ES³: Evolving Self-Supervised Learning of Robust Audio-Visual Speech Representations

Published in The IEEE/CVF Conference on Computer Vision and Pattern Recognition, 2024

Recommended citation: Yuanhang Zhang, Shuang Yang, Shiguang Shan and Xilin Chen. ES³: Evolving Self-Supervised Learning of Robust Audio-Visual Speech Representations. IEEE/CVF Conference on Computer Vision and Pattern Recognition (CVPR), June 17-21, 2024, Seattle, Washington, USA.

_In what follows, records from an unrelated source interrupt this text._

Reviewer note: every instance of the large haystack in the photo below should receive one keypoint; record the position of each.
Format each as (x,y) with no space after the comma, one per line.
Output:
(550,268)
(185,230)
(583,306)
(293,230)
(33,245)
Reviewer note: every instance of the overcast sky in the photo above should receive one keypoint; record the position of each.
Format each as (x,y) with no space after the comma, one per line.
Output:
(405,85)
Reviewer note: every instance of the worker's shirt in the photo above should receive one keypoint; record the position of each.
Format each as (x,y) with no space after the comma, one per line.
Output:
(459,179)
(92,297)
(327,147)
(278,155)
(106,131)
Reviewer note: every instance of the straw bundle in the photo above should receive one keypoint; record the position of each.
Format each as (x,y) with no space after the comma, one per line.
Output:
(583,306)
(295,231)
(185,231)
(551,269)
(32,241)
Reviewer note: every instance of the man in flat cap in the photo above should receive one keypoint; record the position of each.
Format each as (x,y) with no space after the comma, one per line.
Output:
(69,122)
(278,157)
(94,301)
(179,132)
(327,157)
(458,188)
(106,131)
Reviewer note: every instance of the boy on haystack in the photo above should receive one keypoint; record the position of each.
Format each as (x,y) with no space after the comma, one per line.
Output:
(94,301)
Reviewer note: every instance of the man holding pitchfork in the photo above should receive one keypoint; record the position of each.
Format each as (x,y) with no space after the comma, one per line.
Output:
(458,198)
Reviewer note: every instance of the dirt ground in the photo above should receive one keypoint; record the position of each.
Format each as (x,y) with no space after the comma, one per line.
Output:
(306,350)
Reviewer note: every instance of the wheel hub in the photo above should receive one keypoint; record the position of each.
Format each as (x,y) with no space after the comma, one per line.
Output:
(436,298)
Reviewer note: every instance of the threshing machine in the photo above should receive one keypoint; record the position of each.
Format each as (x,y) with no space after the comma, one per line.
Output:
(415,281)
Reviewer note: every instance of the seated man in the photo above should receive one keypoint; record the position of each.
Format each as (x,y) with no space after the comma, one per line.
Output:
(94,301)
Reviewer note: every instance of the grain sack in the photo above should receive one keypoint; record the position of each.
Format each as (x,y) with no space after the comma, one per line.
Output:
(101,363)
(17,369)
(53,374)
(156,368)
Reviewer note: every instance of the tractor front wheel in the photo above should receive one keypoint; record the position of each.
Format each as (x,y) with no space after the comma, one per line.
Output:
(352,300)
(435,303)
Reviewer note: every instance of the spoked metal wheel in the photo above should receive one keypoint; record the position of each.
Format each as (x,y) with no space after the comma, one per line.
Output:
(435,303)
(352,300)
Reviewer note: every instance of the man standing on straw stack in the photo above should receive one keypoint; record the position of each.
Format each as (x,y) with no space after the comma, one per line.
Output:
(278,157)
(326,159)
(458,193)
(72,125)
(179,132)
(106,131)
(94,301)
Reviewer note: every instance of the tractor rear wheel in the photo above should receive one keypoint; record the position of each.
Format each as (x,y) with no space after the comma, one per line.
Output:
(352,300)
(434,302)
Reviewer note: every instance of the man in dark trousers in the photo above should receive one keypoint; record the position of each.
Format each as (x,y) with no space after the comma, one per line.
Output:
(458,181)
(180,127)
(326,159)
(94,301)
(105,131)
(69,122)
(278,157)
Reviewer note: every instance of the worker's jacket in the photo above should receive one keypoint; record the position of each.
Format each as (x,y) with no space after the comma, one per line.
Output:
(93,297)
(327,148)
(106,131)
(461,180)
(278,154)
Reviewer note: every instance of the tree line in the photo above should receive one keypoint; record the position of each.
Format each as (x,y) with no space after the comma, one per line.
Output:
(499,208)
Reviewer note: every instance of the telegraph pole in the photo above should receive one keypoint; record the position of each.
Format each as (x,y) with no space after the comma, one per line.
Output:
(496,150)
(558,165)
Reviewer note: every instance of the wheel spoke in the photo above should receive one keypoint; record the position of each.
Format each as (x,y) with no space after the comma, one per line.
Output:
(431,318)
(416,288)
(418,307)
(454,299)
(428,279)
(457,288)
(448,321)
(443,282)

Overview of the proposed method, ES³

Samples from the CAS-VSR-S101 dataset

Abstract: We propose a novel strategy, ES³, for self-supervised learning of robust audio-visual speech representations from unlabeled talking face videos. While many recent approaches for this task primarily rely on guiding the learning process using the audio modality alone to capture information shared between audio and video, we reframe the problem as the acquisition of shared, unique (modality-specific) and synergistic speech information to address the inherent asymmetry between the modalities. Based on this formulation, we propose a novel “evolving” strategy that progressively builds joint audio-visual speech representations that are strong for both uni-modal (audio & visual) and bi-modal (audio-visual) speech. First, we leverage the more easily learnable audio modality to initialize audio and visual representations by capturing audio-unique and shared speech information. Next, we incorporate video-unique speech information and bootstrap the audio-visual representations on top of the previously acquired shared knowledge. Finally, we maximize the total audio-visual speech information, including synergistic information to obtain robust and comprehensive representations. We implement ES³ as a simple Siamese framework and experiments on both English benchmarks and a newly contributed large-scale Mandarin dataset show its effectiveness. In particular, on LRS2-BBC, our smallest model is on par with SoTA models with only 1/2 parameters and 1/8 unlabeled data (223h).